Content
Overview - Data Cleaning
Data cleaning is the process of getting the data ready for analysis. It usually involves selecting the variables you will use in the analysis, filtering out participants that don’t meet certain criteria, or computing composite variables that will be used in analyses. However, it can also include more complex operations, such as reshaping the data, or joining data from different data files.
In psychology, there are three general key principles you want to follow when cleaning a data.frame:
- Make sure each participant is on a separate row.
- Make sure each variable (or measurement) is in a separate column.
- Make sure each cell has one and only one value.
Recap: Tidyverse
Recall from last week that the tidyverse package provides handy functions for data cleaning and manipulation. These functions work like all other functions: they take numerous of arguments, such as a data.frame and instructions, then returns to you an output, which is often another data.frame.
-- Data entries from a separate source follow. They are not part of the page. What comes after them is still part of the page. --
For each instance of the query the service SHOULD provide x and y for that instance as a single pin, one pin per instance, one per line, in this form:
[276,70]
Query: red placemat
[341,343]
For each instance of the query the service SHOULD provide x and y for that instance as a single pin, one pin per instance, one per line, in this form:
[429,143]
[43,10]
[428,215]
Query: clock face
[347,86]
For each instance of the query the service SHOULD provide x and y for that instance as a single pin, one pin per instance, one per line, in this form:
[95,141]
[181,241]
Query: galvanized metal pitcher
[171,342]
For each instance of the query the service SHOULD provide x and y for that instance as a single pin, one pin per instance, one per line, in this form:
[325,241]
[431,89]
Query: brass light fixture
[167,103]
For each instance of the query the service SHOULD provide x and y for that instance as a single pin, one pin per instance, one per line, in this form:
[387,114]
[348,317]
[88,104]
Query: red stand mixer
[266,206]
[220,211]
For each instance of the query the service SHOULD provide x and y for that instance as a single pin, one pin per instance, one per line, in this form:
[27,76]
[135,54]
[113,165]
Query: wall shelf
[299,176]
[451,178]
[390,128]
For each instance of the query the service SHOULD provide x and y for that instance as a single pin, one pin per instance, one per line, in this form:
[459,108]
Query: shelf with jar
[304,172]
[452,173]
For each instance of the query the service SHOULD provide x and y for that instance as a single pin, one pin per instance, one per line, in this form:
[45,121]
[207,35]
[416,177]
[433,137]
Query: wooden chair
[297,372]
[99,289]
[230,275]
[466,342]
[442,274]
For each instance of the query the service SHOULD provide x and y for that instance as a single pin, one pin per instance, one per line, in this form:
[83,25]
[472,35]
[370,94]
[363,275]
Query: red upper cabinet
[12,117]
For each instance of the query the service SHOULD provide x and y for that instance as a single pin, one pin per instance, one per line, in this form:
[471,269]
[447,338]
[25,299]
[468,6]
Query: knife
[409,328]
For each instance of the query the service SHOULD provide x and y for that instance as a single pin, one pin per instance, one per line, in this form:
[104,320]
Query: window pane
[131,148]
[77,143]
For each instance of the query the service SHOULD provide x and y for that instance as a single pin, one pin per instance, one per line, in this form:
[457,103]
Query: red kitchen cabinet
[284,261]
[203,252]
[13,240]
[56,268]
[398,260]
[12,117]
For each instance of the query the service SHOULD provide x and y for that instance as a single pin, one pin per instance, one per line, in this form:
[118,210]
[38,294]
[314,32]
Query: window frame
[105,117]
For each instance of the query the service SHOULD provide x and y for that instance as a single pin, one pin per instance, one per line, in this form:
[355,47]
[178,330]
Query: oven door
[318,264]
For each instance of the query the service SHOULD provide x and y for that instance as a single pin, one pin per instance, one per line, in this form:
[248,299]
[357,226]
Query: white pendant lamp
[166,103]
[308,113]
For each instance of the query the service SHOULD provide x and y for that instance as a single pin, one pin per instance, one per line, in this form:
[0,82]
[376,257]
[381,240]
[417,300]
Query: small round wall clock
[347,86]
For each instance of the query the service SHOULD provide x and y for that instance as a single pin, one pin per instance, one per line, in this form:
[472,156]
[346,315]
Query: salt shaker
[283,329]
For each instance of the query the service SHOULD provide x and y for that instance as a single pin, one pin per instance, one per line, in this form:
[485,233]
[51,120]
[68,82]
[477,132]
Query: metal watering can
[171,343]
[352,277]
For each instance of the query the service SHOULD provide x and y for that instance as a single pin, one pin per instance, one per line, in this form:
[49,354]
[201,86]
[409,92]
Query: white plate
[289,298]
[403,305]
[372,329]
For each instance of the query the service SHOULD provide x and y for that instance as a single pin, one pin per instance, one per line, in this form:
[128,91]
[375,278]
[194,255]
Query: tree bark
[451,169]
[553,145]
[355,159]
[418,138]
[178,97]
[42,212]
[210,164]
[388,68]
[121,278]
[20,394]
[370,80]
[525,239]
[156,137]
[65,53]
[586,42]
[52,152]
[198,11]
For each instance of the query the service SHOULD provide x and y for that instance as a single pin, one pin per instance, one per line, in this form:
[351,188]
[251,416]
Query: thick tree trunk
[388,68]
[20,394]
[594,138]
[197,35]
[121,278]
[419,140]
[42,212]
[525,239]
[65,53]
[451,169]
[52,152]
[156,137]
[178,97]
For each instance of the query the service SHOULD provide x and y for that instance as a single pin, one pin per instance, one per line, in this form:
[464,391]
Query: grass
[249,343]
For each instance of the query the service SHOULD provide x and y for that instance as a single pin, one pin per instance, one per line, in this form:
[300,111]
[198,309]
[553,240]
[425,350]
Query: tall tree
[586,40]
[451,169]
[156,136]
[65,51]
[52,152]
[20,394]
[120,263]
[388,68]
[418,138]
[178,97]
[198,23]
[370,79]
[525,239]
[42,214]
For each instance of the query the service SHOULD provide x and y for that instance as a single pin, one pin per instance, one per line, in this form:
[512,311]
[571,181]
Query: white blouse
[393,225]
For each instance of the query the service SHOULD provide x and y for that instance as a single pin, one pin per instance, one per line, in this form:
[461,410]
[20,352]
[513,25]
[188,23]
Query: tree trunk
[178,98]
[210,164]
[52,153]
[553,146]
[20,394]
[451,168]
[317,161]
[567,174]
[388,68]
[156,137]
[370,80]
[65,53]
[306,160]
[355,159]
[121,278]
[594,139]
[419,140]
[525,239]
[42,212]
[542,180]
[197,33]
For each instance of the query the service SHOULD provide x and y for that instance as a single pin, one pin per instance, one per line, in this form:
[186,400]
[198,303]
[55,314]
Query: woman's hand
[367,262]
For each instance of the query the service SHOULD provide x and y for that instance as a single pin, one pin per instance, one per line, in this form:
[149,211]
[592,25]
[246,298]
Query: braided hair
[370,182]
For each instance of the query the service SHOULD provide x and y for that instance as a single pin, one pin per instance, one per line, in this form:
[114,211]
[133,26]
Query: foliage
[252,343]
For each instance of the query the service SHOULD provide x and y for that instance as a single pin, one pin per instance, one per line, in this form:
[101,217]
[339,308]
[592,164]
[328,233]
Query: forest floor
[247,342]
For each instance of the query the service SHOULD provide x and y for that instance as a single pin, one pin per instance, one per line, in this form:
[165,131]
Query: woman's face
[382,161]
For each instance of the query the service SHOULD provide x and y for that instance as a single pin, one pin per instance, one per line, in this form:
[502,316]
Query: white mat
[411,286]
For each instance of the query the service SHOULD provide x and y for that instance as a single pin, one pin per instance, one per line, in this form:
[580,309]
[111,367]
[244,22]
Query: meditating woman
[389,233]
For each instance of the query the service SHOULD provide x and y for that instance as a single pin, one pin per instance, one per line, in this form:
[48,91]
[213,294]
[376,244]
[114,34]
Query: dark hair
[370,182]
In this workbook, we will cover three such functions that are commonly used for data cleaning.
Make sure to load the tidyverse package before starting this workbook.
library(tidyverse)
select()
Use the select()
to extract columns in a table. Often
when loading a dataset, there will be columns/variables that are not
relevant to the analysis you want to conduct. This function can be
helpful when a dataset contains many columns and you only want to
include the variables relevant to your analysis.
For example, the class dataset used in these workbooks include a large number of variables; however, we will only be working with a few of the many variables any given week. Therefore, we may want to select only those variables so that the dataset is easier to work with. In the code below, we are only selecting the columns that we are using this week.
data.select <- select(data,student.no,program,stats.exp,pathogen1,pathogen2,pathogen3,pathogen4,pathogen5,pathogen6,pathogen7)
filter()
Similar to how the select()
function selects for certain
columns, you can use the filter()
function to select for
certain rows from a table. This is useful if you need to exclude
participants from your analysis for some reason.
To use the filter()
function, you will need to specify a
certain condition (or test). If a row passes that test, then it is kept.
If a row fails that test, then it is excluded.
For example, let’s say that we are only interested in responses from participants completing the Health Psychology MSc. We can use the filter function to only select these participants.
data.filter1 <- filter(data.select,program == "Health MSc")
What if we were interested in the reverse? Here is the code to select responses NOT from Health MSc participants.
data.filter2 <- filter(data.select,program != "Health MSc")
Operators
Here is a good time to talk about logical operators. Logical
operators are expressions that, when evaluated, return either a
TRUE
or FALSE
value.
You have already been exposed to two logical operators in the code above, but here are a few more:
Operator | Description |
---|---|
== |
Exactly equal to |
!= |
Not equal to |
< |
Less than |
> |
Greater than |
<= |
Less than or equal to |
>= |
Greater than or equal to |
These are some of the basic ones, but there are more. For a full list of operators, click here.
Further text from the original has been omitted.